A third, older option is demeclocycline, a tetracycline derivative used off-label for SIADH. This antibiotic interferes with ADH action directly at the renal tubules, essentially inducing a form of drug-related diabetes insipidus. It works by impairing the normal signaling cascade within the kidney cells, reducing the expression of aquaporin-2 water channels. Due to its slow onset of action, which can take over a week, demeclocycline is not suitable for urgent treatment. Its use is also limited by potential side effects, including skin photosensitivity and nephrotoxicity.
Protocol for Severe Cases
The management of acute, severe hyponatremia accompanied by neurological symptoms (seizures, confusion, or coma) constitutes a medical emergency requiring immediate hospital care. The protocol involves the controlled intravenous administration of 3% hypertonic saline. This highly concentrated salt solution quickly raises the plasma sodium concentration, drawing excess water out of brain cells to relieve cerebral edema.
Initial treatment often involves administering the hypertonic saline in small, carefully calculated boluses, such as 100 milliliters over 15 minutes. The immediate goal is to achieve a rapid, but modest, increase in serum sodium of approximately 4 to 6 mEq/L within the first few hours, which is typically enough to resolve life-threatening symptoms. Serum sodium levels must be monitored frequently, often every two hours, to guide the infusion rate and prevent overcorrection.

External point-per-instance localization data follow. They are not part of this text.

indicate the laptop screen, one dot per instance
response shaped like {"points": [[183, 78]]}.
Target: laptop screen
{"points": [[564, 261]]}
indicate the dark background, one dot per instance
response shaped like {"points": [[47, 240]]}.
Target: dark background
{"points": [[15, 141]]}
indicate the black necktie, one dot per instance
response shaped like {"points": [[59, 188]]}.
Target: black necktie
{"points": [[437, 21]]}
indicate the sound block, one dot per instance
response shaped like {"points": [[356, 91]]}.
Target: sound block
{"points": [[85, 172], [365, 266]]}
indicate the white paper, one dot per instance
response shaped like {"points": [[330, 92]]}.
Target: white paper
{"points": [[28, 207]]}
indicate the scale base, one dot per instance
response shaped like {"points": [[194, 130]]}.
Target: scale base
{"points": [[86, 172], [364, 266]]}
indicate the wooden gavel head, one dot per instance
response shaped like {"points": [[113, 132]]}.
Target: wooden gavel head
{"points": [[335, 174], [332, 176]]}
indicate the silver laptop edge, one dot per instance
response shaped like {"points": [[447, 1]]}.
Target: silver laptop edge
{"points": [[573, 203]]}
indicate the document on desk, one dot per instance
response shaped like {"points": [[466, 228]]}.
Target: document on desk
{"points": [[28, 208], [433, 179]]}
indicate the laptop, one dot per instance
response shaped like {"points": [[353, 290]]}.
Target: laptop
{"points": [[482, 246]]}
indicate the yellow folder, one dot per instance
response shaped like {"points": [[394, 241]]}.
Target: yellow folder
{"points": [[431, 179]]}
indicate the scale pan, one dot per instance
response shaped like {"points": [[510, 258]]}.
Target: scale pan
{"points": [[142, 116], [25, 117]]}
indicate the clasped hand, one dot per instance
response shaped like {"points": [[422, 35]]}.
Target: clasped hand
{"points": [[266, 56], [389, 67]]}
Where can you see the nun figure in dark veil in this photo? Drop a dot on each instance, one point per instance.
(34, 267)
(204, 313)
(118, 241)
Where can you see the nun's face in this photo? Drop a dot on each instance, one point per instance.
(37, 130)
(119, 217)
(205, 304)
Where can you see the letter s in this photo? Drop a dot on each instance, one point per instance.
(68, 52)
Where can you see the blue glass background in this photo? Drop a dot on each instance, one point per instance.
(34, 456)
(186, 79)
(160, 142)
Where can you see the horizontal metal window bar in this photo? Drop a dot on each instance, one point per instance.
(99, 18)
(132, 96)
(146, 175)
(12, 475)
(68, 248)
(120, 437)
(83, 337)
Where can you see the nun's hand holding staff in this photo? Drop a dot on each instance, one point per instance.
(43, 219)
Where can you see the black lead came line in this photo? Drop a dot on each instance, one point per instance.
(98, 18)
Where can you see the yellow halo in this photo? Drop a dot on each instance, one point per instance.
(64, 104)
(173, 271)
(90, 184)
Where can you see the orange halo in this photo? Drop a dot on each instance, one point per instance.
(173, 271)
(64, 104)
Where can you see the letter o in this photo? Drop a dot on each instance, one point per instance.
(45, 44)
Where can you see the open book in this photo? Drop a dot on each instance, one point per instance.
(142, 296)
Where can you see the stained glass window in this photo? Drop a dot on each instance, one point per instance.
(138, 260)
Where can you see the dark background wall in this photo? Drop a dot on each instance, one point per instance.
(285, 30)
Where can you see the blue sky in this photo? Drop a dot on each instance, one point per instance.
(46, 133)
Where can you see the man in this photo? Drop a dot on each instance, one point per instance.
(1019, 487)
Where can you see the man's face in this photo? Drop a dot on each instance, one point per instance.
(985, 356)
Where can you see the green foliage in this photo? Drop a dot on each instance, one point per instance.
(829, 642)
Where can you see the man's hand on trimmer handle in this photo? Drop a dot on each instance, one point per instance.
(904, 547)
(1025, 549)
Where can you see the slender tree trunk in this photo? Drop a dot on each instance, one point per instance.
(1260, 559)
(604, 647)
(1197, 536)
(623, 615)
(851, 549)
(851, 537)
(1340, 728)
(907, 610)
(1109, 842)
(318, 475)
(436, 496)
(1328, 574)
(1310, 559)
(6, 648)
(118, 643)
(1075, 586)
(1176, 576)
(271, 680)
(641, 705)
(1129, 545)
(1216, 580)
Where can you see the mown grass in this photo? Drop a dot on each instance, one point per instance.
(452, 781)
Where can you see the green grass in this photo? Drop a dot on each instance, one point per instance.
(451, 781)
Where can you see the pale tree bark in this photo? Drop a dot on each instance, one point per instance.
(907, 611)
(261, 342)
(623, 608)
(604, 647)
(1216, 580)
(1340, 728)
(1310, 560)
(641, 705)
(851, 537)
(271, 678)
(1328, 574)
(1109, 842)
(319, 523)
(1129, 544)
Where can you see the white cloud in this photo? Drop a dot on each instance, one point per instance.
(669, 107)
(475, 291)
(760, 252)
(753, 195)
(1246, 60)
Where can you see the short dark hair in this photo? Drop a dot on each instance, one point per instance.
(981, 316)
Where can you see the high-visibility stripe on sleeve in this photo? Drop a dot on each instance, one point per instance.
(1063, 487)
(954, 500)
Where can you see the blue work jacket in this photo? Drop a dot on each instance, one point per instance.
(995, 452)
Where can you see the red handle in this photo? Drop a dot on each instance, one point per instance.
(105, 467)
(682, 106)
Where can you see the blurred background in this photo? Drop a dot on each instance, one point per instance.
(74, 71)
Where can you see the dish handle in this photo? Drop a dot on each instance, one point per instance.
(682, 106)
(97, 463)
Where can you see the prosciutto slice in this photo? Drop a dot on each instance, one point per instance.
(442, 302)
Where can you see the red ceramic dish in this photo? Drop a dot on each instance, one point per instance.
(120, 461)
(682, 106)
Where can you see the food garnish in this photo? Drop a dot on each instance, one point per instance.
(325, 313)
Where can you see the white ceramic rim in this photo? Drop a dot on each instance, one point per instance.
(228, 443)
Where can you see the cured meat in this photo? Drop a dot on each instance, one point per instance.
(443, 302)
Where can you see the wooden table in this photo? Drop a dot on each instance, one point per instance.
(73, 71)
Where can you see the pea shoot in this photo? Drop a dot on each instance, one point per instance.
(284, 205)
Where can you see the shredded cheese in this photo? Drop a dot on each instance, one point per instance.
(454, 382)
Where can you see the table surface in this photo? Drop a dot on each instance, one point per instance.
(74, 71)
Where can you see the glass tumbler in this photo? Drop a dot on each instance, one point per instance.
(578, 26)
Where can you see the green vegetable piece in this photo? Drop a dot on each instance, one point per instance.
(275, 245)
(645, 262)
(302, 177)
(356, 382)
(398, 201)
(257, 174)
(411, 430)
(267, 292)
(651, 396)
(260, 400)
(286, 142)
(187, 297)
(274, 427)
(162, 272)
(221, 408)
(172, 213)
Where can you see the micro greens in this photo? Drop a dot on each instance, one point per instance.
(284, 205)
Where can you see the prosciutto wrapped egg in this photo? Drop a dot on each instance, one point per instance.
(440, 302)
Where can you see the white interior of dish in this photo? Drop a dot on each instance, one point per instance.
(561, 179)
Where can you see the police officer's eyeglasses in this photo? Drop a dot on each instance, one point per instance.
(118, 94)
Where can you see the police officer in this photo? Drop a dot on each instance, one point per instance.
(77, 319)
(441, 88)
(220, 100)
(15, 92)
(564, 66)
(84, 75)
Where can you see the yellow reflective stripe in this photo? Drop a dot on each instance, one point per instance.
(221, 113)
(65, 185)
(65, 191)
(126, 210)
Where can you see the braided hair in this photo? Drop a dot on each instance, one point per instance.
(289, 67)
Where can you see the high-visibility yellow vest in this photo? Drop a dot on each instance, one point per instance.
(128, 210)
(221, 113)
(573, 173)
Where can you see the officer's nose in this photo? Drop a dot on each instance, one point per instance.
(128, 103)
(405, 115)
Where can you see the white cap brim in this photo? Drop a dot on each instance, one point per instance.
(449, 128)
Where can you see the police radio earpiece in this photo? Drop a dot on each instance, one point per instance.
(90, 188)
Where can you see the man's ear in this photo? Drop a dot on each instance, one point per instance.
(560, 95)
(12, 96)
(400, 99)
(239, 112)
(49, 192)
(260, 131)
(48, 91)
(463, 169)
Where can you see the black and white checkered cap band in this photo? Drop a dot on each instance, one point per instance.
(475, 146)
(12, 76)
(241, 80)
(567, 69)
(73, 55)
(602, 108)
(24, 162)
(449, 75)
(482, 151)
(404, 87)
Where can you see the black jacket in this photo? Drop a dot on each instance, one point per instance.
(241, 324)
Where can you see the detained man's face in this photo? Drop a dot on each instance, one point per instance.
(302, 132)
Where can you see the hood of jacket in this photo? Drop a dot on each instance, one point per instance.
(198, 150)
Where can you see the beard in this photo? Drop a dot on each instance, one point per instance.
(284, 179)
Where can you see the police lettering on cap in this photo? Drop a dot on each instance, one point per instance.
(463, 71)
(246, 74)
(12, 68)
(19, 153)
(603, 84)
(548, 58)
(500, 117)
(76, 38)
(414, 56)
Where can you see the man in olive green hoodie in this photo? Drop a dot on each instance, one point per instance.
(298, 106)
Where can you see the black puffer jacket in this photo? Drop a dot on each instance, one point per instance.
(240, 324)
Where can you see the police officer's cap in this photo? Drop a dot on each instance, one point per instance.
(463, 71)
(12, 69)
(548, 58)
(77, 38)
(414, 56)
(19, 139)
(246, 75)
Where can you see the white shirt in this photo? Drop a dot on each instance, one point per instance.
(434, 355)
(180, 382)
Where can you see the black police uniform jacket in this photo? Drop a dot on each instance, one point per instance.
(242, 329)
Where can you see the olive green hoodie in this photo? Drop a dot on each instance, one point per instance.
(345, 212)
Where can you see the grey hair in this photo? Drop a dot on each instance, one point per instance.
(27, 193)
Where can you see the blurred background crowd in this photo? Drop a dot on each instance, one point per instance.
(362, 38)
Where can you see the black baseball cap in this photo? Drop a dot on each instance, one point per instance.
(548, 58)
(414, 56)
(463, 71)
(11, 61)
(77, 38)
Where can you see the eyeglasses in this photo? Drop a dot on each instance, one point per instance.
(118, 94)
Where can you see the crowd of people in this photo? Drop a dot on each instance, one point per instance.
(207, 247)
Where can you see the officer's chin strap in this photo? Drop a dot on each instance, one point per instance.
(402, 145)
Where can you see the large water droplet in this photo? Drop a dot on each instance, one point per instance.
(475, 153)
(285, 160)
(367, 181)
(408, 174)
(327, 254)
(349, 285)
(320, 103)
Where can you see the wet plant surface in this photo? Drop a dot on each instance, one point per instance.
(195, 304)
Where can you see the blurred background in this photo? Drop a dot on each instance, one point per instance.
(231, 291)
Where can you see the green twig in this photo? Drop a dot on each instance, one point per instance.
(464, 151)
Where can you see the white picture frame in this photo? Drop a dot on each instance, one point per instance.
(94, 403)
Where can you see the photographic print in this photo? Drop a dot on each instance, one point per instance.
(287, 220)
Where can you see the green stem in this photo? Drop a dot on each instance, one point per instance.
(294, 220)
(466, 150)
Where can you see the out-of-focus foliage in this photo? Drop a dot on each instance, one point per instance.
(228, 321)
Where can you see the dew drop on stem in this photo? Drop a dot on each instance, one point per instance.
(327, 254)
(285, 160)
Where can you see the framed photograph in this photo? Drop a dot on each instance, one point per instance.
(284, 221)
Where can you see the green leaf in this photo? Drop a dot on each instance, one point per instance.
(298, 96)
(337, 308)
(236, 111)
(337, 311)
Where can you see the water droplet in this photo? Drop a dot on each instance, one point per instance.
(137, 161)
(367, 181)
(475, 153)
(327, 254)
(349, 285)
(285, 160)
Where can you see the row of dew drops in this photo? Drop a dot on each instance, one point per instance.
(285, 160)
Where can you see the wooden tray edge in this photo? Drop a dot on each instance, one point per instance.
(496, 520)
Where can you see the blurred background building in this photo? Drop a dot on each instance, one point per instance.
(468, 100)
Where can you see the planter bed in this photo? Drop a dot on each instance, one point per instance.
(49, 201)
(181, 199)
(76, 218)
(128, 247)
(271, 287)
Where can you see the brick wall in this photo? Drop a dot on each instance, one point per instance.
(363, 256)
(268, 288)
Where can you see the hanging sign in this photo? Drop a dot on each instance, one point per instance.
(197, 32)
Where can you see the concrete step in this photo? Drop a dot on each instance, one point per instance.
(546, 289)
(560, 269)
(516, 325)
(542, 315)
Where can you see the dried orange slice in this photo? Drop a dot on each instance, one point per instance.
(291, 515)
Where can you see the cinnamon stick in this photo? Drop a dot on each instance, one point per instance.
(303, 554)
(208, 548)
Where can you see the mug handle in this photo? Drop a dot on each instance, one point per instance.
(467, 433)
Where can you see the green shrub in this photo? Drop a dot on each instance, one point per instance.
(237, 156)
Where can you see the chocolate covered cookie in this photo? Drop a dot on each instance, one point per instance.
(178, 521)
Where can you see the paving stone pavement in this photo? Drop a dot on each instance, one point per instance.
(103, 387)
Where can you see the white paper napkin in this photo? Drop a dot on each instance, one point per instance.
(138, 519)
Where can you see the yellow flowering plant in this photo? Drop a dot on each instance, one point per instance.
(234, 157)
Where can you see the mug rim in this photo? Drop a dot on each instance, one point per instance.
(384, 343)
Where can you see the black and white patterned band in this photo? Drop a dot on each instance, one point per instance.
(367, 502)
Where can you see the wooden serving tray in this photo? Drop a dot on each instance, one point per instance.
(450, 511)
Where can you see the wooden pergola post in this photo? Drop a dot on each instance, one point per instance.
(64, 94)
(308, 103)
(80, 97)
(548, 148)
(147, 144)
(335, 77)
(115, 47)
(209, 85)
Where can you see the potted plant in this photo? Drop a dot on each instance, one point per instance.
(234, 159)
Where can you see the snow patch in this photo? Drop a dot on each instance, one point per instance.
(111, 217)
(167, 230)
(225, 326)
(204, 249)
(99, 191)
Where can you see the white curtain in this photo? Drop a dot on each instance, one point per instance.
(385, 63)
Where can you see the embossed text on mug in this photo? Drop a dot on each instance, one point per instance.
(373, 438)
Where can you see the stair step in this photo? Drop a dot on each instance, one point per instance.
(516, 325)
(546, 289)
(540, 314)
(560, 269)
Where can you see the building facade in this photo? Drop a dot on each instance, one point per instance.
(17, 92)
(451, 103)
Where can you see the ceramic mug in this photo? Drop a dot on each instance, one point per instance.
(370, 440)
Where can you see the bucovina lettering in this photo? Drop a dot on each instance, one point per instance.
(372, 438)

The paramount concern during the correction of chronic hyponatremia is the prevention of Osmotic Demyelination Syndrome (ODS), a devastating neurological complication. ODS can occur if the serum sodium level is raised too quickly, causing irreversible damage to the myelin sheaths in the brain. To mitigate this risk, the total increase in serum sodium is strictly limited, generally not exceeding 8 to 10 mEq/L over the first 24 hours.
If the sodium level is rising too rapidly, clinicians may employ a strategy to deliberately lower the sodium concentration to maintain the safe rate. This can involve administering electrolyte-free water, such as a dextrose solution, alongside a drug like desmopressin. Desmopressin acts as a synthetic ADH, temporarily halting the kidneys’ ability to excrete water and thus helping to prevent the dangerous, unplanned overcorrection that can lead to ODS.